Beefy Boxes and Bandwidth Generously Provided by pair Networks RobOMonk
There's more than one way to do things
 
PerlMonks  

Mass downloads.

by BrowserUk (Pope)
on May 20, 2005 at 18:43 UTC ( #459090=monkdiscuss: print w/ replies, xml ) Need Help??

I wish to download a large volume of post bodies from PM.

My thought is to do this via the displaytype=xml;node_id=nnnnnn interface, probably early hours on Sunday morning.

  • Is this acceptable?
  • Is there a prefered time (GMT)?
  • At what rate may I make the pulls without having undue impact upon the site?

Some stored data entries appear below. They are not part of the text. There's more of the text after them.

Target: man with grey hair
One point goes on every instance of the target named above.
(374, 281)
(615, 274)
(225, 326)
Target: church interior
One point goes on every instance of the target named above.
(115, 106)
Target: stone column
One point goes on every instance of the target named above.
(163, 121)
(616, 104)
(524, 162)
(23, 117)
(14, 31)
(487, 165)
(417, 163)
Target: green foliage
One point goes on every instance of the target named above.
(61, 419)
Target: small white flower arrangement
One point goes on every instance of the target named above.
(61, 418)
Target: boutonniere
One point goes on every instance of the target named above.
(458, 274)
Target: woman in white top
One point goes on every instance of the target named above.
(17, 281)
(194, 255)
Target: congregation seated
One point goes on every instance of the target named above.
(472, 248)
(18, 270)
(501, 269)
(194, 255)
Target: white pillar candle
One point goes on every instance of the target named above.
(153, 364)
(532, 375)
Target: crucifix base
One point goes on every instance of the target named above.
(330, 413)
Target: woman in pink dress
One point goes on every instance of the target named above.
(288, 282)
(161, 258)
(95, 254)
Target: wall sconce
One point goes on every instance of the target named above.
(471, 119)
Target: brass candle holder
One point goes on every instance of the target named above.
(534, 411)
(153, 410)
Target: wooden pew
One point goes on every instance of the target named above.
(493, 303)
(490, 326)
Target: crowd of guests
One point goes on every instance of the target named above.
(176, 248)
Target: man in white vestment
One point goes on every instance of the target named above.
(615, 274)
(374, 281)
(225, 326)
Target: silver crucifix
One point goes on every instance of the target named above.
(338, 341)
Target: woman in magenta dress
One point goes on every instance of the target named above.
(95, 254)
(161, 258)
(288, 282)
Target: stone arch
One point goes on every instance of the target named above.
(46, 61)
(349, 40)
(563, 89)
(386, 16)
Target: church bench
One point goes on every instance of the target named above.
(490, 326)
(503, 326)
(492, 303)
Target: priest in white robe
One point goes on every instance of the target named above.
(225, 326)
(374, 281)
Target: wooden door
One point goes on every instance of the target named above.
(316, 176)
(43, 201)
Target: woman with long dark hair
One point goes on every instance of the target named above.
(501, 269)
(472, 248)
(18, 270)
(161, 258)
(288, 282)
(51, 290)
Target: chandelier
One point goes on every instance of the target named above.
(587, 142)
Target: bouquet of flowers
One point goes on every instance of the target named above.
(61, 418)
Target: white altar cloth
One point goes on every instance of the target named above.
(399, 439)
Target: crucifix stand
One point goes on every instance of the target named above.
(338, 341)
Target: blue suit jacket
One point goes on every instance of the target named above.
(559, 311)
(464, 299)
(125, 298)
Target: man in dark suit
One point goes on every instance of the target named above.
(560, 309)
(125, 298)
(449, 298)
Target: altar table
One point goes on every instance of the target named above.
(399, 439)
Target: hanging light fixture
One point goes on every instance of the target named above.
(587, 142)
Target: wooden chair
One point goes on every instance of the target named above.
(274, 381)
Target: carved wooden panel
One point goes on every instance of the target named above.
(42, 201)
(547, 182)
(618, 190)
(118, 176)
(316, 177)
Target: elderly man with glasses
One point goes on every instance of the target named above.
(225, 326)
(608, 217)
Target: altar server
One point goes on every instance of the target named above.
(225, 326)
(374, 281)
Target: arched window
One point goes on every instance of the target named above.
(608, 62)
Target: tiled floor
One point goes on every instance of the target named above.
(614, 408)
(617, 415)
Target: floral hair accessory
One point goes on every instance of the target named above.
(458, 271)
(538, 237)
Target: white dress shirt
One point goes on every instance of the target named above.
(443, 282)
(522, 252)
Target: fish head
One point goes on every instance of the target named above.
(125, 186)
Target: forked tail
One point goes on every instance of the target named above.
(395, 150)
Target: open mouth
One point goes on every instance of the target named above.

    Examine what is said, not who speaks -- Silence betokens consent -- Love the truth but pardon error.
    Lingua non convalesco, consenesco et abolesco. -- Rule 1 has a caveat! -- Who broke the cabal?
    "Science is about questioning the status quo. Questioning authority".
    The "good enough" maybe good enough for the now, and perfection maybe unobtainable, but that should not preclude us from striving for perfection, when time, circumstance or desire allow.
  • Comment on Mass downloads.
    Download Code
    Re: Mass downloads.
    by jeffa (Chancellor) on May 20, 2005 at 19:13 UTC

      When tilly temporarily left Perlmonks and there were rumors that his posts would be deleted (the rumors were that his posts were property of the company he worked for) i ... um, downloaded them all ... on a weekend, in XML format. This did not to seem to stress the server anywhere near as bad as a Super Search tends to (especially back then before tye made major improvements), but i had my script sleep for 1 minute between hits and let the script run for several hours.

      jeffa

      L-LL-L--L-LL-L--L-LL-L--
      -R--R-RR-R--R-RR-R--R-RR
      B--B--B--B--B--B--B--B--
      H---H---H---H---H---H---
      (the triplet paradiddle with high-hat)
      
    Re: Mass downloads. (N+5)
    by tye (Cardinal) on May 20, 2005 at 19:40 UTC

      Time how long a fetch takes, add at least a few seconds to that, and then wait at least that long before starting the next fetch. That should do a pretty good job of preventing server overload for batches of requests that only get run rarely.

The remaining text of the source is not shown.